A Steam engine could only really travel a short distance before it required maintenance, so railroads worked yard to yard.

(What follows is a gross simplification) let’s say for example the railroad had a west bound train. It starts in Yard D and travels west. It carries cars for yards C, B, and A. 

At C the railroad sends the engine into the round house, the caboose into the caboose track, and yards that train.
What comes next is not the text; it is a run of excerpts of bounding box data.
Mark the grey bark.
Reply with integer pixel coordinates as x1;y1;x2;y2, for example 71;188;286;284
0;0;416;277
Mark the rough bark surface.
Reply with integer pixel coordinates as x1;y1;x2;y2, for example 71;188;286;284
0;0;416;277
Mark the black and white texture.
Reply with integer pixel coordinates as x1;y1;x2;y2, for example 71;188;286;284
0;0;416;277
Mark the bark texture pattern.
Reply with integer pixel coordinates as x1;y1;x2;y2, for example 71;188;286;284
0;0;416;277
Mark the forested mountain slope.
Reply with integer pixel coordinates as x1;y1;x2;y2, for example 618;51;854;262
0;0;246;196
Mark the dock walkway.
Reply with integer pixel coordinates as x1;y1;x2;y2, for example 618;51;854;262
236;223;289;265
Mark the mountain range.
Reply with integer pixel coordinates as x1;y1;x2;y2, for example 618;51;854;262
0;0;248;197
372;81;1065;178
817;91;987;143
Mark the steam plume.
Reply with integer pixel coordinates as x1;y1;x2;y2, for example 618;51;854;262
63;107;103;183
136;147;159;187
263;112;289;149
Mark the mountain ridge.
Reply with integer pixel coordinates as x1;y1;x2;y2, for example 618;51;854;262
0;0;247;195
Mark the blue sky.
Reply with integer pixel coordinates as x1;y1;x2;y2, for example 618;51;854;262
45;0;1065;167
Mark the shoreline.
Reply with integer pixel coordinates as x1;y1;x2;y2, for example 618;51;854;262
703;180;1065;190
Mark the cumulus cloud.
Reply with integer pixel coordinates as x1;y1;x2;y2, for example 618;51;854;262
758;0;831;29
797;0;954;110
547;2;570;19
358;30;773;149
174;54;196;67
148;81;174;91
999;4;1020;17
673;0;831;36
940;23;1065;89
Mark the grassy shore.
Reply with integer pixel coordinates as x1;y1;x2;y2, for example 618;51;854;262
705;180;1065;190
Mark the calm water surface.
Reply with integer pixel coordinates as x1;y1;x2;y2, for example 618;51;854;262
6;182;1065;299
It pulls out all the cars for C, and adds all the cars for B & A. This train might look like this “B,B,B,A,A,A,B,A,B,A,A,B,B,B”.

After a day or more dwell time this west bound continues its journey, with a new engine, new caboose, and every car for points west.

At Yard B this train stops again, and the entire barn dance begins again, and again after a couple days dwelling in “B” this train continues west, with every “A” car they can find.

At “A” this train terminates.

Now imagine a train with 26 letters! 

Here’s my point. At no point in the East did the railroad make up a train of all “A” cars (What I’d call “Distant Blocking”) and send it on its way. What it did was to send a train west, and load it up with every “West” car it had. At each station they then took out every car bound for that station, and put in every car going “West” from that point, and off we go.

Railroads in the Steam Era treated Car Load freight much the same way it treated LCL freight. You keep unloading and reloading the LCL packages as they get closer to their final destination, until you end up with a car load of LCL packages going to the same destination. Yes this description is an over-simplification, but not that much. And YES, there were a lot of exceptions, but in general this appears to be the process.

Now, generally,  we all recoil in terror from this idea. We all, for the most part, like to distant block. I think it’s because all of us, even 65 year old me, are children of the diesel era.

You’re not harming anyone by distant blocking. It makes working the trains easier when they come into your yard. But if you are modeling 1932, 1942, or 1952 the railroads you are modeling did it a bit different.

Mark Amfahr has a great deal to say about yard operation. A lot of it I agree with whole heartedly (The part about being flexible with train length is particularly near and dear to my heart), and some of it I find more difficult to accept, yet I did it that way, for the most part, without thinking about it.

So because a steam engine had to stop every 100 miles or so, so did freight. And when diesels could run through an entire division with out stopping every hundred miles, so did the freight.